Semaphore implementation : why is disabling interrupts required along with test-and-set?

Going over this sample semaphore implementations (for SMP systems), I understand the test-and-set is required for multiprocessor atomic checks. However, once we add the atomic checks aren't the disable interrupts redundant ? The disable interrupts, anyway, only offer atomicity over one processor.
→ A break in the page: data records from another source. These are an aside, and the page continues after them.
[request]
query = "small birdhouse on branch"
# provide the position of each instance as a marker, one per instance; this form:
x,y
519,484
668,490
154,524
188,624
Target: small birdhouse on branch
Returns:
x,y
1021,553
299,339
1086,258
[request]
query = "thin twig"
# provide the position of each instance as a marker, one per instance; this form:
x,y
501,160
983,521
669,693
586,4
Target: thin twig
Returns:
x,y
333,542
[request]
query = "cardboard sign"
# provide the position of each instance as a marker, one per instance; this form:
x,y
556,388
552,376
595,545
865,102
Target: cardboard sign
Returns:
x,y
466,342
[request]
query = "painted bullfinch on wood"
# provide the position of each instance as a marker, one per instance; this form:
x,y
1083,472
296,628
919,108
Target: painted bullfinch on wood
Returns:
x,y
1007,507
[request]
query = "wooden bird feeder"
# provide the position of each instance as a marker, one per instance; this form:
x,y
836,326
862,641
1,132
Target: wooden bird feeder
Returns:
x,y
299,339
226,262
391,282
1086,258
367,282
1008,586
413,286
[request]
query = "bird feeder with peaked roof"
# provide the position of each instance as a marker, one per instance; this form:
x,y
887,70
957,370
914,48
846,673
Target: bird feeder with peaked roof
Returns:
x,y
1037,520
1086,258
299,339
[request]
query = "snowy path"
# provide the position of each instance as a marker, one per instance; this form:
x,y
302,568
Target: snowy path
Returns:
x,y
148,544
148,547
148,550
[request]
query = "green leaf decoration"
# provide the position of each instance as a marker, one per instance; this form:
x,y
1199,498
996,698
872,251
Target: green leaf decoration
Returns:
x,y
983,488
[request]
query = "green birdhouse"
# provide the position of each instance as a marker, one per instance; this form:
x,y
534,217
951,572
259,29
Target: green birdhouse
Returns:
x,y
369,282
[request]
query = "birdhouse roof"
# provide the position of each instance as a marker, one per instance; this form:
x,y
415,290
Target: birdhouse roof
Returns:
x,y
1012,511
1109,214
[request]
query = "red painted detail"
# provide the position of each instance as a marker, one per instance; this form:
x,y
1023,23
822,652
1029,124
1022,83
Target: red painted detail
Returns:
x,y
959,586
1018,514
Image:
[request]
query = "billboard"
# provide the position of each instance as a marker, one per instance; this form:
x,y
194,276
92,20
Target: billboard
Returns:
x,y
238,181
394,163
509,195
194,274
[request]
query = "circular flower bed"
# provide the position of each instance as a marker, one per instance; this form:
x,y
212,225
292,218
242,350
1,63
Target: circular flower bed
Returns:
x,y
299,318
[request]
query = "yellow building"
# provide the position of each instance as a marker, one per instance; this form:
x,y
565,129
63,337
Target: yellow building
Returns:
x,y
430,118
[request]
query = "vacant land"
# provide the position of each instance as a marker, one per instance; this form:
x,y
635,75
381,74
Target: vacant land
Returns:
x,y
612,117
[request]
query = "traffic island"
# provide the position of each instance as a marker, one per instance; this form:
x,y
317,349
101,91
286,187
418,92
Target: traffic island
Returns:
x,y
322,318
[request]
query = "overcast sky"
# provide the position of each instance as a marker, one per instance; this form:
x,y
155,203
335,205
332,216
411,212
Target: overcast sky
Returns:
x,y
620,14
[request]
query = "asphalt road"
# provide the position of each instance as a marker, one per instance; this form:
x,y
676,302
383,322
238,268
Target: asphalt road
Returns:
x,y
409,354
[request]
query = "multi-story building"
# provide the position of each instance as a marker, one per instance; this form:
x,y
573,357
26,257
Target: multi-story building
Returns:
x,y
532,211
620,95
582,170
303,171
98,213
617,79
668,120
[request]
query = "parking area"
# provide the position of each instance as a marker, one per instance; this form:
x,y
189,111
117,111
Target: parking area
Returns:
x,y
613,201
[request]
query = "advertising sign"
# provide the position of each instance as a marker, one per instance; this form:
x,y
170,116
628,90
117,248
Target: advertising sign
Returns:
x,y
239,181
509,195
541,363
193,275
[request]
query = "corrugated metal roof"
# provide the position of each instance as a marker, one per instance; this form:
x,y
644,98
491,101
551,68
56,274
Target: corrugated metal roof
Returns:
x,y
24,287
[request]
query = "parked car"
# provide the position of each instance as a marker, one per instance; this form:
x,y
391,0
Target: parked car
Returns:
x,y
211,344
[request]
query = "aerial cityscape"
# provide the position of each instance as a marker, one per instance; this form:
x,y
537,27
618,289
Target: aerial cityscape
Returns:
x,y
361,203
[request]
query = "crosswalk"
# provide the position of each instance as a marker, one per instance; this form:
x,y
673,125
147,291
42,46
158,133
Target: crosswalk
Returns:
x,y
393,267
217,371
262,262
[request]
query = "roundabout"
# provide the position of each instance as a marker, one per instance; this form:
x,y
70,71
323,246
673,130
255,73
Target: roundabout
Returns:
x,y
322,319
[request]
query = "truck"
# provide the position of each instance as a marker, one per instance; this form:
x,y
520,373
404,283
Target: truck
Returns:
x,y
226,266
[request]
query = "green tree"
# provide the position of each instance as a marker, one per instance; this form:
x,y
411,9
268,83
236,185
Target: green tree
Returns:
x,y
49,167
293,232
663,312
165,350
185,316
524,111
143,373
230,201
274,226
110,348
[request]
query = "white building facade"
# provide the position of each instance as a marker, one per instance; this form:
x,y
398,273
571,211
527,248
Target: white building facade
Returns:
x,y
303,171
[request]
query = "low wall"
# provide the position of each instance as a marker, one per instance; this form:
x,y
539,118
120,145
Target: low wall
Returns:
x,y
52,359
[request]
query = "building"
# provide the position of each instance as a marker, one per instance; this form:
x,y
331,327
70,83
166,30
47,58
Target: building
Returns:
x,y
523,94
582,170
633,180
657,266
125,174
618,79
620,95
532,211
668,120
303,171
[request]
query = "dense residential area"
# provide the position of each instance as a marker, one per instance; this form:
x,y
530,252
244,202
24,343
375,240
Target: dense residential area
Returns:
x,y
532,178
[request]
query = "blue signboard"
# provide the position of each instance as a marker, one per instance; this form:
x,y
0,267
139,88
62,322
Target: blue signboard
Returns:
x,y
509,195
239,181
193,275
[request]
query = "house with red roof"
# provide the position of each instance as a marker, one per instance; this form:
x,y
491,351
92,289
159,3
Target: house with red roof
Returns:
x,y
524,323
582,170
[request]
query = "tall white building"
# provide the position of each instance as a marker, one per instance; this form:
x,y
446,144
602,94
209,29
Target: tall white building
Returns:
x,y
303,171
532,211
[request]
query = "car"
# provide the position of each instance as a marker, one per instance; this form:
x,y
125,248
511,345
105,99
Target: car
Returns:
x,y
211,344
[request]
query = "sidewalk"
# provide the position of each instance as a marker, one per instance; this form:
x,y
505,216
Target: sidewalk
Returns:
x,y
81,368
Addition to the semaphore queue also needs to be protected.
class semaphore {
private int t;
private int count;
private queue q;
public semaphore(int init)
{
t = 0;
count = init;
q = new queue();
}
public void P()
{
Disable interrupts;
while (TAS(t) != 0) { /* just spin */ };
if (count > 0) {
count--;
t = 0;
Enable interrupts;
return;
}
Add process to q;
t = 0;
Enable interrupts;
Redispatch;
}
public V()
{
Disable interrupts;
while (TAS(t) != 0) { /* just spin */ };
if (q == empty) {
count++;
} else {
Remove first process from q;
Wake it up;
}
t = 0;
Enable interrupts;
}
}
While it is true that turning interrupts off on one processor is insufficient to guarantee atomic memory access in a multiprocessor system (because, as you mention, threads on other processors can still access shared resources), we turn interrupts off for part of the multiprocessor semaphore implementation because we do not want to be descheduled while we are doing a test and set.
If a thread holding the test and set is descheduled, no other threads can do anything with the semaphore (because its count is protected by that test and set) the thread was using while it's asleep (this is not good). In order to guarantee that this doesn't happen we'll turn interrupts on our processor off while using the test and set.